GUANTANAMO BAY NAVAL BASE, Cuba -- Many of the Afghan war detainees now held at Guantanamo Bay will likely be returned to their homelands, a U.S. senator said Friday.
The 158 detainees come from 25 countries, Marine Brig. Gen. Mike Lehnert told reporters without identifying the nations. Previously, officials said detainees at this U.S. military outpost were from 10 countries.
Of the al-Qaida and Taliban fighters, "many of them will likely be sent home," said Republican Sen. James Inhofe of Oklahoma, who was part of a delegation of eight representatives and three senators that visited the detention center on Cuba on Friday.
Inhofe said some detainees would be sent home after investigators complete interrogations that began Wednesday. The detainees have not been allowed lawyers.
Officials would not say how long the interrogations might last. It also was unclear whether the United States would demand that detainees be returned on condition they be put on trial at home. U.S. lawmakers have said they consider the detained fighters a danger to society who would kill again if set free.

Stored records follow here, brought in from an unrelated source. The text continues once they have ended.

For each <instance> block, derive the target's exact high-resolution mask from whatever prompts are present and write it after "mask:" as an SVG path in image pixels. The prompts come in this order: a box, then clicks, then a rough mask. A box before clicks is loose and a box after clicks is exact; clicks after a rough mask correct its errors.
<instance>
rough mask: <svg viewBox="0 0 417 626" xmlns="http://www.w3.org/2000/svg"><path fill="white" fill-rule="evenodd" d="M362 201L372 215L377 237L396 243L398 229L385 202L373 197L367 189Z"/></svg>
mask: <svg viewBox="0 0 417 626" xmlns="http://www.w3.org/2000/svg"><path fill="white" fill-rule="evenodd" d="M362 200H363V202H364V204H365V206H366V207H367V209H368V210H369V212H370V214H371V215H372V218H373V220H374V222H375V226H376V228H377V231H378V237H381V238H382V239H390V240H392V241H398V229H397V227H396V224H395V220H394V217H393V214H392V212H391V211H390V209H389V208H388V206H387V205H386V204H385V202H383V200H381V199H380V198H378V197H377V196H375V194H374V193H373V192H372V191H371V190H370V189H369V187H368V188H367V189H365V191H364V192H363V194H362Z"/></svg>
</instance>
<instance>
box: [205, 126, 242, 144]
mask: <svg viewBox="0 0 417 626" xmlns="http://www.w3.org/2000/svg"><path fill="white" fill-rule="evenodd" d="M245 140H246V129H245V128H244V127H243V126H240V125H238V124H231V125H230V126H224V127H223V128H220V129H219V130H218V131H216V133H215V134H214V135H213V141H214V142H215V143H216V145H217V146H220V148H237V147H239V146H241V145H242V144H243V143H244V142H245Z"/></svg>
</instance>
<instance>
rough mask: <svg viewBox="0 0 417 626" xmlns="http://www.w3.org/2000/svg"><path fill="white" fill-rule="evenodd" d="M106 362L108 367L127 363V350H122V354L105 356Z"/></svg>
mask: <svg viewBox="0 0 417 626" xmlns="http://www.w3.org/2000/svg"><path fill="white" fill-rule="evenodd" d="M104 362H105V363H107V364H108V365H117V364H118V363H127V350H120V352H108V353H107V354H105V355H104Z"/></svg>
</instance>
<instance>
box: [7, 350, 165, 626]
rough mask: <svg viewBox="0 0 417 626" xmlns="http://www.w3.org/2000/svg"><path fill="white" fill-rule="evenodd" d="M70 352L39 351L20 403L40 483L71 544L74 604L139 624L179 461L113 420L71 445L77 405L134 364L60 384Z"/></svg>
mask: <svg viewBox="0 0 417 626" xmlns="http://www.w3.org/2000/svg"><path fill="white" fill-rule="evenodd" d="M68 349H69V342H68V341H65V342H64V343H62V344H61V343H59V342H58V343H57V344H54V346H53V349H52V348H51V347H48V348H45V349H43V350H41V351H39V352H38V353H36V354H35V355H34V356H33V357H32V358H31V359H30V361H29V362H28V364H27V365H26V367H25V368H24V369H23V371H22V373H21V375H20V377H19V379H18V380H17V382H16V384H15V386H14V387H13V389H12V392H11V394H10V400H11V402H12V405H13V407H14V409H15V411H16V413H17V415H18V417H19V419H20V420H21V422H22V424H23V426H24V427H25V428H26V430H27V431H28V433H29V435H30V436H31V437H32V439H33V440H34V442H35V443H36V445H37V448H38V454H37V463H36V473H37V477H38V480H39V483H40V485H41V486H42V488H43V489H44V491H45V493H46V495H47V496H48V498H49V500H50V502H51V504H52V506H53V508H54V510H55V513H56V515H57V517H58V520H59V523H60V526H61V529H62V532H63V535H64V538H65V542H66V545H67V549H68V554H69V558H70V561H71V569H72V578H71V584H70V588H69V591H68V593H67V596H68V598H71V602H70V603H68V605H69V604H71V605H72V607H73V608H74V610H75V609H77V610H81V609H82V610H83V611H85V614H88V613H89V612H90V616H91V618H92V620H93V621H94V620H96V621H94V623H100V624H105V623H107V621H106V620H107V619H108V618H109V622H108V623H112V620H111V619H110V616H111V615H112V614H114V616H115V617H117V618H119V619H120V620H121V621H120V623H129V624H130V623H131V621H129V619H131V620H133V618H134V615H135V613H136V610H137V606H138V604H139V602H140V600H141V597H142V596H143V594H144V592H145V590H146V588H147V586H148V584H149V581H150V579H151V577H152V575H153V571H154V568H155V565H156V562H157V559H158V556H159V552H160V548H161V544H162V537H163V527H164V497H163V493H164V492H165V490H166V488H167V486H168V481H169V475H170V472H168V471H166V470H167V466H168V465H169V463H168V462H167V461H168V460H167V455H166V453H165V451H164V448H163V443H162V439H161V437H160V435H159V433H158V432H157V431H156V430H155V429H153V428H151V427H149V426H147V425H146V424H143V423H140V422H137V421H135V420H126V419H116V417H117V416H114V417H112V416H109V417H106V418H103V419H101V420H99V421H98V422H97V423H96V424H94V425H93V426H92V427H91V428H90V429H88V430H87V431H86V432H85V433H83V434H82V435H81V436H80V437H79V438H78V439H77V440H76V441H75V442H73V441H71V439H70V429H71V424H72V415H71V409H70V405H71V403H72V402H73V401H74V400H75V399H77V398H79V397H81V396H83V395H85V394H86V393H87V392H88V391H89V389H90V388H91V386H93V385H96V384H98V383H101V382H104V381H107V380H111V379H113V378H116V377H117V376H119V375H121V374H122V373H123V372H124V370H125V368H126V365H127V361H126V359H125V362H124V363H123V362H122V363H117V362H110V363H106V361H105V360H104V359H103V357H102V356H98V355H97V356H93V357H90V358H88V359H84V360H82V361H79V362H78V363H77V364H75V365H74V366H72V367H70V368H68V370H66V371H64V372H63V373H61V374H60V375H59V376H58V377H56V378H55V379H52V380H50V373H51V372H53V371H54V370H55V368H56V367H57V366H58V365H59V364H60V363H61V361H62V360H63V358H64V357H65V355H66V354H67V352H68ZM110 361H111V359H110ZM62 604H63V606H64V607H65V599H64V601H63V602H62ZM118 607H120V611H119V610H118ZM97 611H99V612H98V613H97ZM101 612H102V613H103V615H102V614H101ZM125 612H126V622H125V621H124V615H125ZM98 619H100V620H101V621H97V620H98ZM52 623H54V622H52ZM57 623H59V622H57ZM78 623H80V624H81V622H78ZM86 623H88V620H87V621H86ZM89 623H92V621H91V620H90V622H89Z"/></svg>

The visiting legislators said they hoped the questioning was yielding useful intelligence for the U.S.-led war on terrorism.
But Republican Rep. Steve Buyer of Indiana said the interrogators, from several U.S. civilian and military agencies, first were trying to work out which captives should be sent home and which should be held.
He said the information being gathered would not be used for prosecutions. Other lawmakers declined to say whether the United States was getting answers to key questions about terrorist training or the whereabouts of al-Qaida leader Osama bin Laden.
Lawmakers' bus trip
In a dramatic scene, the U.S. delegation was driven on white buses into Camp X-ray, the detention camp fortified by three layers of fences topped by razor wire and patrolled by attack dogs.
When they got out, at the open-air cells of chain-link fence walls topped by a corrugated iron roof, officials pointed out the Australian inmate as one the military has said threatened to kill an American, according to Rep. Ileana Ros-Lehtinen, a Florida Republican.
She said there was no communication with the Australian, and that he appeared "docile" like other detainees. She said they were reading the Quran, Islam's holy book, and had towels over their heads -- apparently in place of the turbans to which they are accustomed.
"Some pretended that we weren't there, but I think that we were all giving them the evil eye," Ros-Lehtinen said.